Club Cumming is smaller, and it's easier to contain. We're just waiting to see what we can do. We're going to start a whole digital music Club Cumming. We're not going to open it until we absolutely are sure that we can. But we're going to start doing digital series there because a lot of [our performers] could do be on-stage safely, and do it online.

And what about Bedlam? I saw it's up for sale.

Bedlam... the rent is so high. It's gigantic compared to Club Cumming, so much so that my business partner and I were like—after five months now, March, July, the rent is racking up. When we open again, if we open again, we'd be so underwater.
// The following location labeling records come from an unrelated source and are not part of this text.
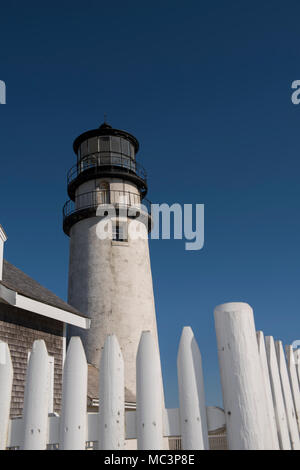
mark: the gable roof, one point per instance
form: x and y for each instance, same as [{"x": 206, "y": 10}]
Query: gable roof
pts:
[{"x": 16, "y": 280}]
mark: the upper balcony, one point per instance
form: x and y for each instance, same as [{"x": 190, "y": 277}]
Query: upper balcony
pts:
[{"x": 106, "y": 164}]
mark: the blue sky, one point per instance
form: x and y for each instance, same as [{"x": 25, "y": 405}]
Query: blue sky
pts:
[{"x": 205, "y": 87}]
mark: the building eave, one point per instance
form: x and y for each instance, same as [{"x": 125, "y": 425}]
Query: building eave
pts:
[{"x": 25, "y": 303}]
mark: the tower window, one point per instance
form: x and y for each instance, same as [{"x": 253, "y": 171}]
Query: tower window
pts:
[{"x": 119, "y": 231}]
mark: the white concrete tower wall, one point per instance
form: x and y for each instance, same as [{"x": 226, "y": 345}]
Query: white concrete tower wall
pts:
[{"x": 110, "y": 280}]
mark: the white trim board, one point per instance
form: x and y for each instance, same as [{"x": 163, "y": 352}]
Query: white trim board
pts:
[{"x": 20, "y": 301}]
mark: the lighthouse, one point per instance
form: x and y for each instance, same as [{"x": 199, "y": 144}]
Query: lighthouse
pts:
[{"x": 109, "y": 278}]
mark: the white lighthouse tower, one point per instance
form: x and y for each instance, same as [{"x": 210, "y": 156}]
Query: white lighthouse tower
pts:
[{"x": 109, "y": 279}]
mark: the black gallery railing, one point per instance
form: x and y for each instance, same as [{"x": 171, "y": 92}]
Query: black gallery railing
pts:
[
  {"x": 106, "y": 159},
  {"x": 93, "y": 199}
]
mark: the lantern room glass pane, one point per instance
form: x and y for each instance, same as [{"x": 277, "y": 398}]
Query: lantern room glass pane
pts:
[
  {"x": 125, "y": 146},
  {"x": 104, "y": 144},
  {"x": 84, "y": 148},
  {"x": 93, "y": 145}
]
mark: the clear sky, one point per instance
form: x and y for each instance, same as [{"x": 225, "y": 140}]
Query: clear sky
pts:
[{"x": 205, "y": 87}]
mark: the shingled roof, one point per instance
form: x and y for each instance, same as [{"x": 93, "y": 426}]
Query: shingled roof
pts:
[{"x": 16, "y": 280}]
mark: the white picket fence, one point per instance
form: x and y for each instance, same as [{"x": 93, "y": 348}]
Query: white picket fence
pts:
[{"x": 260, "y": 385}]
It's not really worth it, you know? I started a television production company that we're working on right now, so I'm putting my energy into that as opposed to trying to take myself out of a hole at a bar.

Last question: Do you have any advice for anyone going out to fire Island this summer?

There is a lot of hatred towards Fire Island. In the city, there's always been a dislike of Fire Island because there's this misconception that you're not welcome here. The drag queen Nicky Doll has become a dear friend of mine. She came out a couple of weeks ago, and she was like, "I just never thought I would feel comfortable here," 'cause she's not like some big muscle queen. People have that misconception, but the thing about Fire Island I love is that it's open to anyone. It's not cheap; I'll be the first to admit it. But it's a haven. It's always been a haven for us. It's got problems, for sure. But I think it's great. To anyone who's coming out of here, I would love to say to them, really try to follow the rules right now because we don't need a police presence. Which we've learned in the last 6 months, so we need to take care of each other. That's what this whole COVID Destroyers thing is. We can take care of ourselves. We did during the AIDS crisis, we can do it now. Let's do it in a kinder, gentler way.